Wystąpić przeciw temu systemowi? Opowiedzieć się po stronie zepchniętych na pobocze nowoczesności, zasad i tradycji? Odbudować politykę rozumianą w kategoriach działalności moralnej, nakierowanej na tworzenie dobra wspólnego? (…) Zasady i naród, opatrzone na dodatek zaimkiem dzierżawczym „nasze” – te pojęcia, to połączenie budzi dziś nie tylko śmiech, ale także strach, grozę niemal. Jakże więc, między grozą a śmiechem, o tym mówić? I po co? (…).
--
Na kartach tego dzieła poznajemy prof. Andrzeja Nowaka nie tylko jako wybitnego naukowca, historyka, sowietologa, ale też znakomitego erudytę, rasowego publicystę, a nawet subtelnego, acz ciętego satyryka. Autor patrzy uważnie na otaczający nas świat i z żelazną logiką wyciąga wnioski, które budzą niepokój, a nawet strach. Czy my aby na pewno żyjemy jeszcze we własnym kraju? – to pytanie nasuwa się w trakcie lektury.
Autor przywołuje np. zapomniany dorobek myśli Zygmunta hr. Krasińskiego i Henryka Kamieńskiego; czyni to nie tylko z uwagi na ich przenikliwość, ale przede wszystkim – aktualność. Czyż nie brzmi to znajomo i złowieszczo: będzie się popierać zepsucie obyczajów, ze świętej religii uczyni się straszaka, aby obrzydzić ją szlachetnym sercom, podłość będzie się nagradzać orderami i zaszczytami, lud ogłupiać wódką, szlachtę szlifami i stanowiskami, a na głowy tych, co będą stawiać opór, wyznaczy się cenę, aby rozprawić się z nimi w stosownej chwili. Słowa te wyszły spod pióra Krasińskiego ponad 180 lat temu!
Piękną polszczyzną napisana książka w wielu miejscach wręcz wstrząsa czytelnikiem, zmusza do przemyśleń i przewartościowań, do szukania narodowych, a więc chrześcijańskich korzeni. Utrwala narodową pamięć i uświadamia, jaką straszną cenę trzeba płacić za jej utratę.
„Strachy i Lachy” to obraz współczesnej Polski z historią w tle, obraz odarty z wszelkiej, narosłej przez lata komunizmu politury. Takie dzieła powstają dziś nader rzadko – niczym car panuje bowiem wszechobecna, otaczana nabożnym kultem poprawność polityczna. Książka wręcz niezbędna w każdym patriotycznym domu.

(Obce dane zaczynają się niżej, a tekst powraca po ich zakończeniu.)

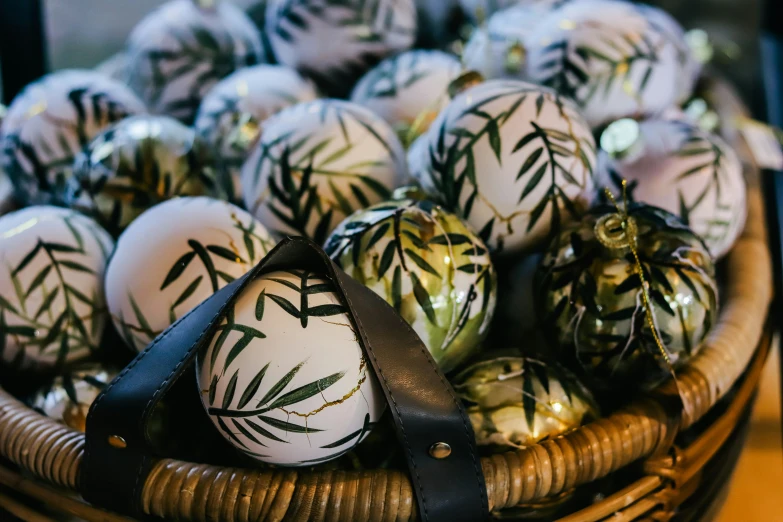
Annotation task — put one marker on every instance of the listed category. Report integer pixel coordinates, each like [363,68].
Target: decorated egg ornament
[513,159]
[317,163]
[429,265]
[49,123]
[174,256]
[284,378]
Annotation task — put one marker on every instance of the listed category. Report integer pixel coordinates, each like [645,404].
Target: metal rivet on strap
[115,441]
[440,450]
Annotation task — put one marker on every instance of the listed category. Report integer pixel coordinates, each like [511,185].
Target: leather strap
[424,407]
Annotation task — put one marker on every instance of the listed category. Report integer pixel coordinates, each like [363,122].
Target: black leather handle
[423,404]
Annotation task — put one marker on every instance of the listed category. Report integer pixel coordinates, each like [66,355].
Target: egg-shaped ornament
[284,378]
[596,301]
[317,163]
[138,163]
[335,43]
[427,264]
[173,257]
[409,90]
[678,167]
[52,308]
[68,397]
[231,117]
[515,402]
[607,57]
[179,51]
[49,123]
[513,159]
[496,49]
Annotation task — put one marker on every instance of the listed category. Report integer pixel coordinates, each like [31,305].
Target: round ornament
[497,49]
[317,163]
[173,257]
[138,163]
[283,402]
[50,121]
[678,167]
[591,300]
[409,90]
[52,309]
[179,51]
[517,401]
[513,159]
[231,117]
[607,57]
[429,265]
[335,43]
[68,398]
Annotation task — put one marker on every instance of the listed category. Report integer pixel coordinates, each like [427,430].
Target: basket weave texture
[646,428]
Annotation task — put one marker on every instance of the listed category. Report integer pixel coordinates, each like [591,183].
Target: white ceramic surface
[691,173]
[173,257]
[286,381]
[179,51]
[317,163]
[52,262]
[49,123]
[232,114]
[501,153]
[334,43]
[409,87]
[606,56]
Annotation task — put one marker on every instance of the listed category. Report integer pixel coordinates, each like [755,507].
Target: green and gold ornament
[409,90]
[139,163]
[68,397]
[335,43]
[179,51]
[608,57]
[51,121]
[515,402]
[627,296]
[429,265]
[319,162]
[231,116]
[514,160]
[52,309]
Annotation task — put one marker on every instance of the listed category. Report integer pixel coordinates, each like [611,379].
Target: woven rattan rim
[645,428]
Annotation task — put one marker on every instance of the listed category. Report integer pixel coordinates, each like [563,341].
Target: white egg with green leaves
[513,159]
[284,377]
[174,256]
[410,89]
[52,309]
[429,265]
[318,162]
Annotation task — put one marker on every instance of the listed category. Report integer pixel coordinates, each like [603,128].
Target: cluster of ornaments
[155,183]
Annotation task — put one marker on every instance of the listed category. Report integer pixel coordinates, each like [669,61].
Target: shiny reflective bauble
[139,163]
[231,117]
[591,304]
[52,308]
[408,90]
[336,43]
[179,51]
[514,160]
[49,123]
[427,264]
[318,162]
[691,173]
[284,378]
[606,56]
[515,402]
[68,398]
[173,257]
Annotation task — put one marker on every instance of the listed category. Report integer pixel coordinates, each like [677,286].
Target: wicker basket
[48,454]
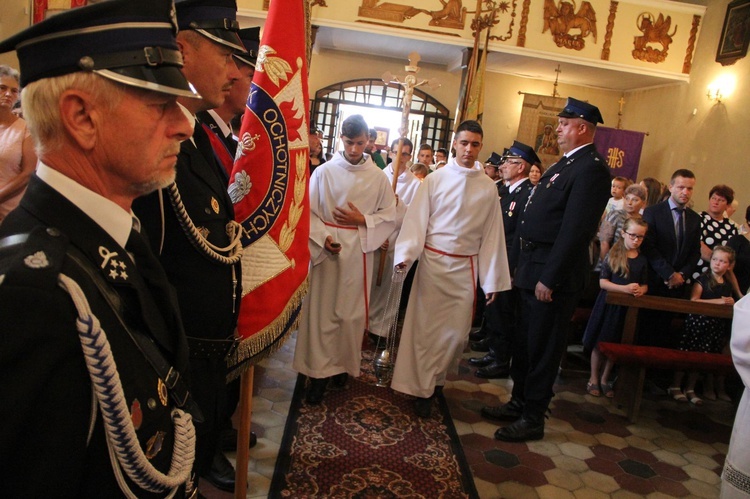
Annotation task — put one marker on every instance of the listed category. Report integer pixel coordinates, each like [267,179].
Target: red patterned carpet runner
[366,442]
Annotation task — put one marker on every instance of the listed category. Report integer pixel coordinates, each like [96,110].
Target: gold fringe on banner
[268,341]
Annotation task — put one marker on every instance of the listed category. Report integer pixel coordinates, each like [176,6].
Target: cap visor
[224,37]
[164,79]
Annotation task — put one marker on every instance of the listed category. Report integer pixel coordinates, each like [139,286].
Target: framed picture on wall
[381,142]
[735,34]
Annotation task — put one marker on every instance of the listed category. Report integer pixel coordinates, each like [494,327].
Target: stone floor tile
[486,489]
[639,455]
[536,461]
[611,440]
[700,488]
[670,457]
[671,445]
[670,471]
[702,460]
[635,484]
[669,487]
[626,494]
[700,448]
[544,447]
[553,492]
[563,479]
[581,438]
[275,394]
[702,474]
[515,490]
[576,450]
[641,443]
[643,431]
[558,425]
[570,463]
[590,494]
[599,481]
[269,418]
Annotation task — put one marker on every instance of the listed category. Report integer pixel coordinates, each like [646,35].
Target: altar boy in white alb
[352,212]
[406,187]
[455,228]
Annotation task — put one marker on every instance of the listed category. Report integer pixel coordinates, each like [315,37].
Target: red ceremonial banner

Pięknie wydana książka zilustrowana m.in. 14 rysunkami satyrycznymi autorstwa Ewy Barańskiej – Jamrozik. Na okładce rysunek „Noc w Belwederze”
Oto fotoreportaż doktora Józefa Wieczorka z wczorajszej (13 października 2012) promocji książki prof. Andrzeja Nowaka „Strachy i Lachy”.
http://wkrakowie2012cd.wordpress.com/2012/10/14/strachy-i-lachy-w-krakowie/
- aleksander szumanski - blog
- Zaloguj się, by odpowiadać
Etykietowanie:
1 komentarz
1. Gratulacje dla Krakowa :)
i serdeczne pozdrowienia
a może Kluby Gazety Polskiej zaprosiły by Autora książki do siebie na podobne prelekcje ?
Książka z autografem,to już inna Książka...bardziej osobista...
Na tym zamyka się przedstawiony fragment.